Supplemental methods
Rats
All rats were housed in individual cages with a 12/12 light dark schedule (lights on at
7.00 A.M.). Standard Rodent Chow and water were available ad libitum, unless stated
otherwise. All procedures were approved by the animal care committee of the Royal
Netherlands Academy of Arts and Sciences.
Tail incision
In the second week after arriving in the facility (week 0) a baseline blood sample was
taken. All blood samples in week 0 to 4 were taken by tail incision (1). On the days of
blood sampling, the rats were fasted from 09.00 A.M. and a blood sample was taken
~4 hours later between 1.00 and 2.00 P.M.
Denervation and jugular vein surgery
For both surgeries anaesthesia with 0.8 ml/kg Hypnorm i.m. (Janssen, High
Wycombe, Buckinghamshire, UK) and 0.4 ml/kg Dormicum s.c. (Roche, Almere, The
Netherlands) was used. One day after the baseline blood sampling in week 0, rats
received a sham, selective parasympathetic or sympathetic denervation (2). To
achieve a hepatic sympathectomy (Sx), nerve bundles running along the hepatic artery
proper were transected using microsurgical instruments. Any connective tissue
attachments between the hepatic artery, bile duct and portal vein were also dissected.
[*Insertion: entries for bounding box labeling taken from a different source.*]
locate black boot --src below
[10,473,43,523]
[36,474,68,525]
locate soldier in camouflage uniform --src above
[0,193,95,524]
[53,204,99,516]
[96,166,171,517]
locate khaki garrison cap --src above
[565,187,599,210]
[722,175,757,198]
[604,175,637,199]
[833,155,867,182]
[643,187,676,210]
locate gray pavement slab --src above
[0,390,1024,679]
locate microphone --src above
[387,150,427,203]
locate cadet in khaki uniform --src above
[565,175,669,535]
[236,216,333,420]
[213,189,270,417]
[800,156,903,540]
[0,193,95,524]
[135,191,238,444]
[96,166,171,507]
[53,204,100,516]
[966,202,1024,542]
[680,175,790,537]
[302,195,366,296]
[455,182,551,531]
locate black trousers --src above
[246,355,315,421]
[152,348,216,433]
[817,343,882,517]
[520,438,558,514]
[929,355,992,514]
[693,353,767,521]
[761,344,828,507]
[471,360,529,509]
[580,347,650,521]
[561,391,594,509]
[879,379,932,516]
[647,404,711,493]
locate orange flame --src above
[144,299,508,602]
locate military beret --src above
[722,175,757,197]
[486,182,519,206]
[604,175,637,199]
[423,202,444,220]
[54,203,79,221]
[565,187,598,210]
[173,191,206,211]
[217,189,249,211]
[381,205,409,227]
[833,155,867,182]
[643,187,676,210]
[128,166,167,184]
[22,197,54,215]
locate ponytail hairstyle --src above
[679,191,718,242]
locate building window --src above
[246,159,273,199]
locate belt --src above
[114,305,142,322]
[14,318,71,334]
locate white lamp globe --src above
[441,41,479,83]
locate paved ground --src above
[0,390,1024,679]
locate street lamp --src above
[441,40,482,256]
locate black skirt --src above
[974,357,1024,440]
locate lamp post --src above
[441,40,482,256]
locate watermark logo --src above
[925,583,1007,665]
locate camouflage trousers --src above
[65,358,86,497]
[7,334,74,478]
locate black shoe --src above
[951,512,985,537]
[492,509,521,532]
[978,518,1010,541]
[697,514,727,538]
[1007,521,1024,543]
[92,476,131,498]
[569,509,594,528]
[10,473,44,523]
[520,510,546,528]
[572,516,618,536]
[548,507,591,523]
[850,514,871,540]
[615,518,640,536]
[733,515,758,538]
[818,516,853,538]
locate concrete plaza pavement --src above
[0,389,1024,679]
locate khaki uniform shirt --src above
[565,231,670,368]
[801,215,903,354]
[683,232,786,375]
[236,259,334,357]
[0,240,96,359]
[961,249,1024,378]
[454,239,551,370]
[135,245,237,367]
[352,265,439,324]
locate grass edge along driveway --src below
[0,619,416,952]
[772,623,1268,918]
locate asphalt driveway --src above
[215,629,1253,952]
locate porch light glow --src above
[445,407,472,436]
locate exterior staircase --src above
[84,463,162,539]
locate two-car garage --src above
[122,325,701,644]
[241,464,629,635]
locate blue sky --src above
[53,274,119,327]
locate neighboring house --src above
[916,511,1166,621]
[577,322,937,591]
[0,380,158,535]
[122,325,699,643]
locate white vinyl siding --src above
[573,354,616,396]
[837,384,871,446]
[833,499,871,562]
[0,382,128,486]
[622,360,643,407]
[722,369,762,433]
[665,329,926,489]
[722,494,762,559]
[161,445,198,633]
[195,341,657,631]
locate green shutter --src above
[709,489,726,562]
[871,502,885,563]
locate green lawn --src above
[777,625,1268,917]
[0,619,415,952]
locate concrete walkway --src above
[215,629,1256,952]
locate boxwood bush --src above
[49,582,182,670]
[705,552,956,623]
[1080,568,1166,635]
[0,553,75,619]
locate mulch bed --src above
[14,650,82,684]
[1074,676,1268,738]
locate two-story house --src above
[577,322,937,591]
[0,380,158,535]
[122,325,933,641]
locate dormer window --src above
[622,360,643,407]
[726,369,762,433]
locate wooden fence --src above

To achieve a hepatic parasympathectomy (Px), the common hepatic vagal branch was
transected by stretching the fascia containing the common hepatic vagal branch and
transecting neural tissue between the ventral vagal trunk and liver. Sham operated rats
underwent all procedures as described above, except for transection of the neural
tissue. The day after the tail vein blood sampling in week 4, the rats were fitted with
an intra-atrial silicone cannula into the right jugular vein according to the method of
Steffens (3). The cannula was tunneled to the head subcutaneously, fixed with dental
cement to four stainless steel screws inserted into the skull. A mixture of 60%
amoxicillin, 20% heparin, and 20% saline in polyvinylpyruvidon (PVP;Sigma) was
used to fill the cannulas and prevent inflammation and occlusion.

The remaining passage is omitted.